CTB de 1998 municipalizou o trânsito, transferindo a responsabilidade pela sua operação às prefeituras, mas 80% delas não têm estrutura para cuidar disso.
O consultor do Programa Volvo de Segurança no Trânsito, J. Pedro Corrêa, sugere um novo papel para os Detrans como forma de ajudar a resolver a falta de estrutura na maior parte das cidades brasileiras para gerenciar o trânsito em seu próprio município. Confira a entrevista ao Portal PVST sobre este assunto:
Portal PVST: Como é a situação da municipalização do trânsito no país hoje?
J. Pedro Corrêa: O Código de Trânsito Brasileiro definiu que a responsabilidade pela operação do trânsito municipal passaria a ser das prefeituras, cabendo a elas o gerenciamento do trânsito e fazer cumprir as leis incluindo aplicação de multas. Mas a verdade é que a grande maioria dos nossos municípios não tem como fazer isso. Dos mais de 5.560 municípios, cerca de 80% deles têm menos de 30.000 habitantes, ou seja, são muito pequenos para comportar uma estrutura de transito e transporte e muitas vezes nem mesmo um engenheiro de trânsito. O policiamento de trânsito nestas cidades geralmente inexiste pois os poucos policiais que nelas atuam cuidam da segurança pública e raramente do trânsito. Assim, a circulação de veículos e de pessoas acaba ficando por conta deles mesmo com tudo de bom ou de mau isto possa significar. Este assunto foi abordado no livro ?20 anos de lições de trânsito?, de minha autoria e publicado em 2009, por meio do patrocínio do Ministério da Cultura e Volvo. Na verdade, esta foi uma das únicas denúncias apresentadas no livro que por sinal está disponível para download no Portal do PVST.
Portal PVST: Então, quer dizer que boa parte dessas cidades nem possui órgão ou departamento de trânsito, ou agentes para fiscalizar as ruas e o cumprimento da lei?
J. Pedro Corrêa: Exatamente. Pior que isso, acredito mesmo que muitos prefeitos dessas pequenas cidades, nem sabem que são os responsáveis pelo trânsito e que podem ser podem ser processados por eventuais mortes ou tragédias de trânsito que eventualmente venham a ocorrer na cidade.
Portal PVST: E o crescimento da frota, em todo o país, leva o problema também para as pequenas cidades.
J. Pedro Corrêa: Correto. E nem precisamos esperar a frota crescer. As estatísticas que usei em 2009 indicavam que aproximadamente cerca um terço das fatalidades de trânsito do país aconteciam nessas cidades menores. É bom ressaltar que boa parte desses acidentes fatais não ocorrem nas áreas centrais destas cidades mas em trechos de rodovias que cortam estes municípios.

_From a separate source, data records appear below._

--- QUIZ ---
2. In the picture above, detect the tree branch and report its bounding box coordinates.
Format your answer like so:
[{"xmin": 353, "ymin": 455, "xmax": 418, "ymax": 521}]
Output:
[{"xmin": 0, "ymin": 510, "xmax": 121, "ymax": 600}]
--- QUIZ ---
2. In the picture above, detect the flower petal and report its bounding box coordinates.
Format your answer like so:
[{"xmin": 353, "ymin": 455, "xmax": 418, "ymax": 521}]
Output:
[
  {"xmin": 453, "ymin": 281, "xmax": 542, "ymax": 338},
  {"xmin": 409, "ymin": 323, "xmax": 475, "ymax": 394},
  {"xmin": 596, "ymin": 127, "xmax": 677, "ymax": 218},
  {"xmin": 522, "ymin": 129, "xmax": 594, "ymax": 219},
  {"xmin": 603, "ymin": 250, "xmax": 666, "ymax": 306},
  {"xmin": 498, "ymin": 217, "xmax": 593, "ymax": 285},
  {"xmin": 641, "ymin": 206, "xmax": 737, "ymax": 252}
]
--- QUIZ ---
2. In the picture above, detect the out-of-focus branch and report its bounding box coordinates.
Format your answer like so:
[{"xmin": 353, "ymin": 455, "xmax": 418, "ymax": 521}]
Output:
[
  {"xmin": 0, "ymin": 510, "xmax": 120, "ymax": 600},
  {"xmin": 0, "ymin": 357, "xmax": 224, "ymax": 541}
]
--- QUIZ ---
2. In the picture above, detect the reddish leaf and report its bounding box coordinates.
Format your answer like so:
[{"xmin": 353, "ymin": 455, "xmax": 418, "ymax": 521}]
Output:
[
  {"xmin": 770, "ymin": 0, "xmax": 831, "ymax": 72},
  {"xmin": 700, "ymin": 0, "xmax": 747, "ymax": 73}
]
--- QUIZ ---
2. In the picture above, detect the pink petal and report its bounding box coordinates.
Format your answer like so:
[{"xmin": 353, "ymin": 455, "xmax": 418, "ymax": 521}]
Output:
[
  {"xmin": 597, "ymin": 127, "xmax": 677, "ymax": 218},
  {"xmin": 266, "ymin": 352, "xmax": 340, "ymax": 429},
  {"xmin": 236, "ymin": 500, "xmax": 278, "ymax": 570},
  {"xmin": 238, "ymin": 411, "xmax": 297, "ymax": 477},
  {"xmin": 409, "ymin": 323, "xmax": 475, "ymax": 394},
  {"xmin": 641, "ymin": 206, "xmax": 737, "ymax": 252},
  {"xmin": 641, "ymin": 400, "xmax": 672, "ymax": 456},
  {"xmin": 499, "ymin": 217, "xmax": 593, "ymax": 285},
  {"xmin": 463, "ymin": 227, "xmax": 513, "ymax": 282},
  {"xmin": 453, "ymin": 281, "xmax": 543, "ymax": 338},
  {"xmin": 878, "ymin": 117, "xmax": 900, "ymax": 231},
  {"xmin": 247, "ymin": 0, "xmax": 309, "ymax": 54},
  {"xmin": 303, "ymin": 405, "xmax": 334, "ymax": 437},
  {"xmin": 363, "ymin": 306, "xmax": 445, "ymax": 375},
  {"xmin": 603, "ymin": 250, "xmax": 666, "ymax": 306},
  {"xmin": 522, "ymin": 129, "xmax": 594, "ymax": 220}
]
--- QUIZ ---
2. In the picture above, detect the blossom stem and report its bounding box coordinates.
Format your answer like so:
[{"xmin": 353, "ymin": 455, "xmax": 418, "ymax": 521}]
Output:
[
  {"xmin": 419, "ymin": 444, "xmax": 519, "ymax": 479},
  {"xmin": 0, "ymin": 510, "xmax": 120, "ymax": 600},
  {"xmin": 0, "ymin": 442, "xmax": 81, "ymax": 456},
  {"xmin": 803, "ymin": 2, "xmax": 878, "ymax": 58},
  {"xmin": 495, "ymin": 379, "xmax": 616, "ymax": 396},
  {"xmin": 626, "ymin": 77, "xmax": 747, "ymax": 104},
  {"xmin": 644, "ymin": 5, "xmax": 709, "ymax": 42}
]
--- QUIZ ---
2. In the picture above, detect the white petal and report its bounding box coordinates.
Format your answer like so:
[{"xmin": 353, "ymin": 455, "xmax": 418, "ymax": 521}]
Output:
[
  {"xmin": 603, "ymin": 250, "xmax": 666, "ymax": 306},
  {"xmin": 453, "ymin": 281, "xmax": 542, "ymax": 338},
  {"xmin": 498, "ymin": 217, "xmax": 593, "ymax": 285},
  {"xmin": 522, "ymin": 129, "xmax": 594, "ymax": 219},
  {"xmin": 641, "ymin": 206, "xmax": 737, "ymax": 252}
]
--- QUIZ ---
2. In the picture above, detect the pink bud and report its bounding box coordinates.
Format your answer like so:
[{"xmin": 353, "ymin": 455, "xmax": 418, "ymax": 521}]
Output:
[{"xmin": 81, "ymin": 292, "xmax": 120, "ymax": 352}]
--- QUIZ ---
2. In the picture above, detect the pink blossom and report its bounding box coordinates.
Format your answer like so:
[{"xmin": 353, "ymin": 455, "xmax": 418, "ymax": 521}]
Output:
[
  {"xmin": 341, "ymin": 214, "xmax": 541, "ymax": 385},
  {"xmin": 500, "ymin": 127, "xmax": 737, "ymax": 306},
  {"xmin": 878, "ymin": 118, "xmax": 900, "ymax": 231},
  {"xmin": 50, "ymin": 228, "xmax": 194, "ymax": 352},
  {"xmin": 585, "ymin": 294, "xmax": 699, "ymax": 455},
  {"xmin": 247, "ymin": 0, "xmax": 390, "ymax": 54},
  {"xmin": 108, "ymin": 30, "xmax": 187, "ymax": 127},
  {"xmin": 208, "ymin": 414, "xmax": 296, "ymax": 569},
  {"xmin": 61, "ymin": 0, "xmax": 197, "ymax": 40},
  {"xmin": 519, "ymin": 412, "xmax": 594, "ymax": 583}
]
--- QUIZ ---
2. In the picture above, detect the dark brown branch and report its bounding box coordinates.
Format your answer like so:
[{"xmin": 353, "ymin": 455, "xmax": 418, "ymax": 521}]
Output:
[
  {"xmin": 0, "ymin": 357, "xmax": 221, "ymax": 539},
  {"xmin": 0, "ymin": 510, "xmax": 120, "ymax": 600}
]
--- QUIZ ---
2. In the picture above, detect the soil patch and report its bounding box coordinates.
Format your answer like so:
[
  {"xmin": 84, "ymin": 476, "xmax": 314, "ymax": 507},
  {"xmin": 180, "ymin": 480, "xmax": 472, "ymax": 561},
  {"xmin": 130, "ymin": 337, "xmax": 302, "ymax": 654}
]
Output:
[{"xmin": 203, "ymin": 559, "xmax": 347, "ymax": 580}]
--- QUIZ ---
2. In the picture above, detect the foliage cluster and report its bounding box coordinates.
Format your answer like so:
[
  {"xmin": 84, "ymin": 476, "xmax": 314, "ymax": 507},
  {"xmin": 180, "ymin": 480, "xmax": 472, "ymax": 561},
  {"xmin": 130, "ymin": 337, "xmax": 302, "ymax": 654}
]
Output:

Portal PVST: E como esse problema pode ser resolvido?
J. Pedro Corrêa: É preciso deixar claro que a municipalização foi boa para o trânsito em geral mas não foi suficientemente boa para os pequenos municípios e que são muitos pelo País. Diante desta dificuldade, é importante encontrar mecanismos capazes de ajudar os menores. Uma solução possível seria envolver os estados, atribuindo-lhes mais responsabilidades sobre esta área pois com a transferência da gestão do trânsito para os municípios, ele, Estado, praticamente ficou de fora ? os Detrans passaram a se ocupar basicamente de documentação da frota e de carteiras de habilitação. Como os Detrans são os órgãos de trânsito mais altos na hierarquia dos governos estaduais, poderiam ser incumbidos de assistir a esses pequenos municípios no gerenciamento do trânsito local. É bom lembrar que, em regra geral, os Detrans são instituições que têm dinheiro e não seria nada complicado se estruturarem para esta nova missão.
Portal PVST: Seria uma forma de revitalizar os Detrans, que hoje se resumem a órgãos emissores de documentos de veículos e carteiras de habilitação?
J. Pedro Corrêa: Sim, penso que os Detrans podem ser estruturados para ir bem além dessas competências sem grandes dificuldades. Acredito ser possível atender esses municípios, evitando que este problema, até hoje negligenciado, torne ainda pior o caos que já estamos vivendo no trânsito brasileiro.